Search engine optimization helps your website get discovered by searchers both locally and globally. Think of all the things you type into Google or your favorite search engine and the reasons you turn to these search engines. Most likely, you are looking for answers. SEO attempts to gives you the right answers. By optimizing your website, you are basically spelling out exactly what you are offering to the search engine.
Sites like Google have to “crawl” through countless websites to figure out where to place it in rankings and when to show it depending on the search. If you have a website, you want to show up when someone searches for terms related to your business. For example, we (Rhino) are an inbound marketing agency. So, we want to rank for terms like inbound marketing, marketing agency, inbound marketing agency, inbound services, etc. The point of SEO is to make sure search engines know what your website is about and that the appropriate audience will see it. (For a more detailed tutorial, I always recommend reading the incredibly detailed “Beginners Guide to SEO” by Moz.) This is all interesting, but how do you know what the most effective keywords are for your business?
Before starting any SEO, you should do as much research as possible. It is vital that you understand the process and strategies. When deciding on keywords, research will set you up for success while winging it will likely end in failure. First, consider what people are already searching to find your website. If you own a small business like a cupcake bakery, maybe people are just typing in “cupcakes in Manhattan” (where your shop is). That is a good place to start.
Look at where your competitors are ranking for that search term. Are the top results filled with huge brands like Sprinkles, or are the results mainly articles from news sources and review sites? Where is your website located in the rankings?
To figure out even more good keywords, try out some keyword research tools like Google’s Keyword Planner or the alternative Keyword Tool. These sites will give you suggestions and if you sign up, you can see the search volume (how many people are typing that term in), which will help you understand how popular the term is.
While it would be nice to rank for a term with hundreds or thousands of daily searches, these keywords are usually dominated by big companies. A cupcake bakery will likely never rank for “cupcakes” since that is simply too vague and those searchers probably aren’t going to visit your store anytime soon. This brings us to the concept of long tail keywords.
Long tail keywords
As searches get more specific, you tend to get better quality traffic. If someone in Manhattan types in “cupcake bakery near me”, they are probably on the verge of buying and likely to become your customer, if you show up in the rankings anyway. As people get more and more detailed with their search, it generally indicates higher interest and higher intent to buy.

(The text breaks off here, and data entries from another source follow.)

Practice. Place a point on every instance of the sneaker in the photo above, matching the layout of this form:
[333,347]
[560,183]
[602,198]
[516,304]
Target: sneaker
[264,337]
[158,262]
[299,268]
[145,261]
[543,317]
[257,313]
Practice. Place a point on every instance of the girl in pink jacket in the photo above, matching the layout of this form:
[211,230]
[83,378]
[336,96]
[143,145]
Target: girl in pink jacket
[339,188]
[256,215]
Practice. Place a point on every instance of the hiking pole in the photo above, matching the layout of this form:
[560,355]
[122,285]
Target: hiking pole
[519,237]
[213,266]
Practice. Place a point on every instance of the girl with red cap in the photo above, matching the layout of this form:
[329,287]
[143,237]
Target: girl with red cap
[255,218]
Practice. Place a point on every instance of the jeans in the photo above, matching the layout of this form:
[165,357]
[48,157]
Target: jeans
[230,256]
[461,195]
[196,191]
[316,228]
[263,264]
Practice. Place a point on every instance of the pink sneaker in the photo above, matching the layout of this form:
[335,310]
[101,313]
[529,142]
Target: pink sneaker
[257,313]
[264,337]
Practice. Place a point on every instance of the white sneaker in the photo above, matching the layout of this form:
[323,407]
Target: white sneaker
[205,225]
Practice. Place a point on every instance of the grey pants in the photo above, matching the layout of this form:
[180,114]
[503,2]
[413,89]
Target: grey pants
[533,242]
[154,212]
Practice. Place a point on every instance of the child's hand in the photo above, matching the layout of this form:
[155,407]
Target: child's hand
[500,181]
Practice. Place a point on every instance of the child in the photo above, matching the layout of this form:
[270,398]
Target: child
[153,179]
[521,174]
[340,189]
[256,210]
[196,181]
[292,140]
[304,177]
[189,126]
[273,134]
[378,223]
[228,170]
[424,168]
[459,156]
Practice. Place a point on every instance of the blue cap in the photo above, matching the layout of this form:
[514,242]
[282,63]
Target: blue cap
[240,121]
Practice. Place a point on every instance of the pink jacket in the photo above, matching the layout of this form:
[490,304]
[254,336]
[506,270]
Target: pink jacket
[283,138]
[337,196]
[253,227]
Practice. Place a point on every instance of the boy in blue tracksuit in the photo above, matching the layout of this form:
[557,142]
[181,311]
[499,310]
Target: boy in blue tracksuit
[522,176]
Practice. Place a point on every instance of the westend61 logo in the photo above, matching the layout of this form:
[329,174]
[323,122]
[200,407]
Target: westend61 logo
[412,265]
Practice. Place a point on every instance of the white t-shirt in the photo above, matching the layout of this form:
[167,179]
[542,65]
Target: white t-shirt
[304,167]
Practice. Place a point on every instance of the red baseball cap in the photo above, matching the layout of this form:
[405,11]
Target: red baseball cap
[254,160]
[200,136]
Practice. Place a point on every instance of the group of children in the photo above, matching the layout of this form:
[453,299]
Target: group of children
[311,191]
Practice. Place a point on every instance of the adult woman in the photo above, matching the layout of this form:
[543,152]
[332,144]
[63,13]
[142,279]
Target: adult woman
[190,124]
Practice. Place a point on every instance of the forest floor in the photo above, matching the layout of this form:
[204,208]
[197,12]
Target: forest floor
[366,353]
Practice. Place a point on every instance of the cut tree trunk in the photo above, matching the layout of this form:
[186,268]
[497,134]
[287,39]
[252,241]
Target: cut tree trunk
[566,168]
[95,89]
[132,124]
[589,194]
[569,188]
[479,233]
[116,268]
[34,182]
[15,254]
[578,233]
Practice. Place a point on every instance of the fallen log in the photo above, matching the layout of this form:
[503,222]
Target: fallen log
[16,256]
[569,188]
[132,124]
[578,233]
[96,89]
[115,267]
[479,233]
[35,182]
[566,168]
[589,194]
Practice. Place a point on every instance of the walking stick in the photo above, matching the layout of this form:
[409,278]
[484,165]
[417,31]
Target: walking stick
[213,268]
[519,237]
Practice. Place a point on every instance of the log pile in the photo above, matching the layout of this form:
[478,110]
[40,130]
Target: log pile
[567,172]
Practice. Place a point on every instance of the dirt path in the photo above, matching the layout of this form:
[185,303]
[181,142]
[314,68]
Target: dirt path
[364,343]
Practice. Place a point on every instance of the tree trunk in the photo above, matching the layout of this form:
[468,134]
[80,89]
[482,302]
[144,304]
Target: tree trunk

Additionally, these long tail keywords are generally easier to rank for and thus a great target. Consider the difference between trying to become number one for “bakery” versus “specialty cupcake bakery in downtown Manhattan.” Long tail search is the most popular type comprising 70% of search traffic! (Source).
Think about your niche or what sets your business apart from everyone else. This can help inform potential long tail keywords. Once you have the keywords in mind, create content surrounding and including that keyword. Write blog articles about it. Use the keyword in your title and within the blog. Create videos on the keyword or content offers. All of these will help you rank higher and help you convert visitors into leads or customers.